Peut-on voir finalement dans cette "stratégie du silence" adoptée par le gouvernement français le révélateur d'un rapport honteux à notre histoire ? A quand le faire remonter ?

En effet, l’évolution de la mémoire de la guerre d’Algérie s’inscrit dans le cadre plus large de la politique mémorielle française. Pendant longtemps, il y a eu deux sortes de guerres : celles dont la commémoration officielle était jugée utile pour renforcer le sentiment national, comme les deux guerres mondiales, et celles qui étaient jugées incommémorables parce qu’elles avaient divisé la nation (guerres d’Indochine et d’Algérie).
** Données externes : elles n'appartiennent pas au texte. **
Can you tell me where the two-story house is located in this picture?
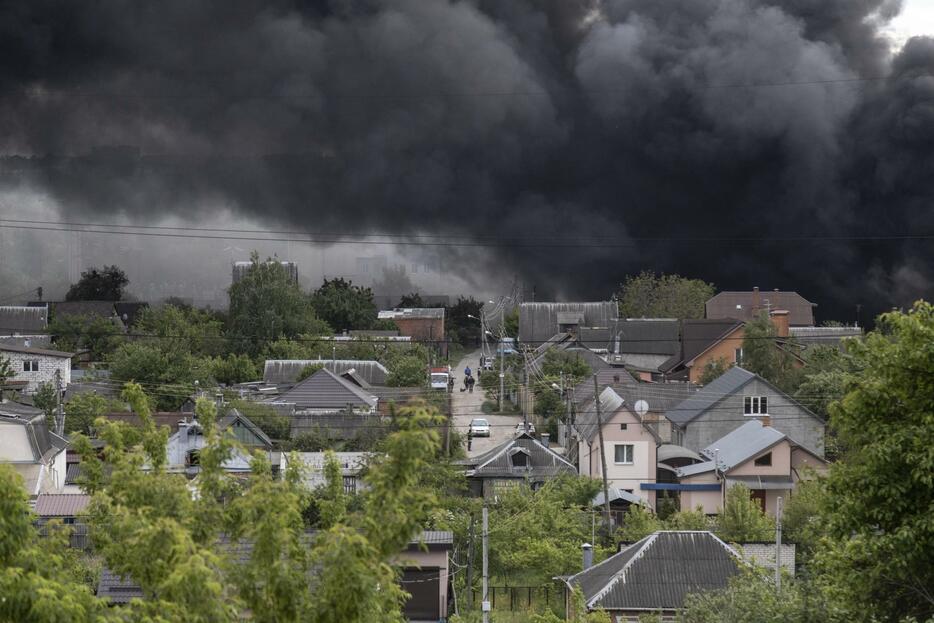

D’autre part, les infractions à la solidarité nationale qui avaient pu se produire étaient généralement effacées par une amnistie générale après une phase de répression judiciaire. Mais les choses ont changé peu à peu après la Deuxième guerre mondiale.

A cause du vote de la loi de 1964 rendant imprescriptibles les crimes contre l’humanité et eux seuls, et à cause de sa conséquence, la reprise des procès de quelques responsables allemands et français de la répression contre les résistants et de la déportation des juifs. Le procès Barbie de 1987 a eu pour conséquence l’effacement de la différence entre crimes contre l’humanité et crimes de guerre dans notre droit pénal, et le procès Papon de 1997 a favorisé un glissement entre les responsabilités de l’accusé dans la déportation des juifs par les Allemands de 1942 à 1944 et celles du préfet de police de Paris dans la répression de la manifestation algérienne du 17 octobre 1961.

En conséquence, la différence entre les guerres commémorables et celles qui ne l’étaient pas est devenue incompréhensible, et la commémoration a cessé d’être nécessairement glorifiante : depuis la loi Gayssot de 1990, nous avons vu se multiplier les lois de dénonciation de crimes et de repentance (lois condamnant le génocide arménien, loi Taubira-Aurault condamnant l’esclavage et la traite des esclaves noirs par les Européens), à tel point que la seule loi mémorielle qui ait fait scandale fut la loi du 23 février 2005 rendant hommage à la colonisation française en Afrique du Nord.

Ainsi, le massacre du 5 juillet 1962 à Oran apparaît comme un événement atypique, non qu’il ne fût pas un crime, bien au contraire, mais parce que ses auteurs directs ont été des Algériens et ses principales victimes des Français. Et par ce double caractère, il appelle à remettre en question le bien fondé de la revendication algérienne de repentance qui tente d’exploiter depuis un quart de siècle la tendance de la gauche française au masochisme, comme l’avait signalé il y a douze ans Guy Hennebelle, dans un numéro spécial de sa revue Panoramiques, (n° 62, 1er trimestre 2003, p. 20) où il voulait contribuer à briser ce qu’il appelait « le duo maso-sado » entre « la culture laïco-chrétienne du culpabilisme et la culture arabo-musulmane du ressentiment ».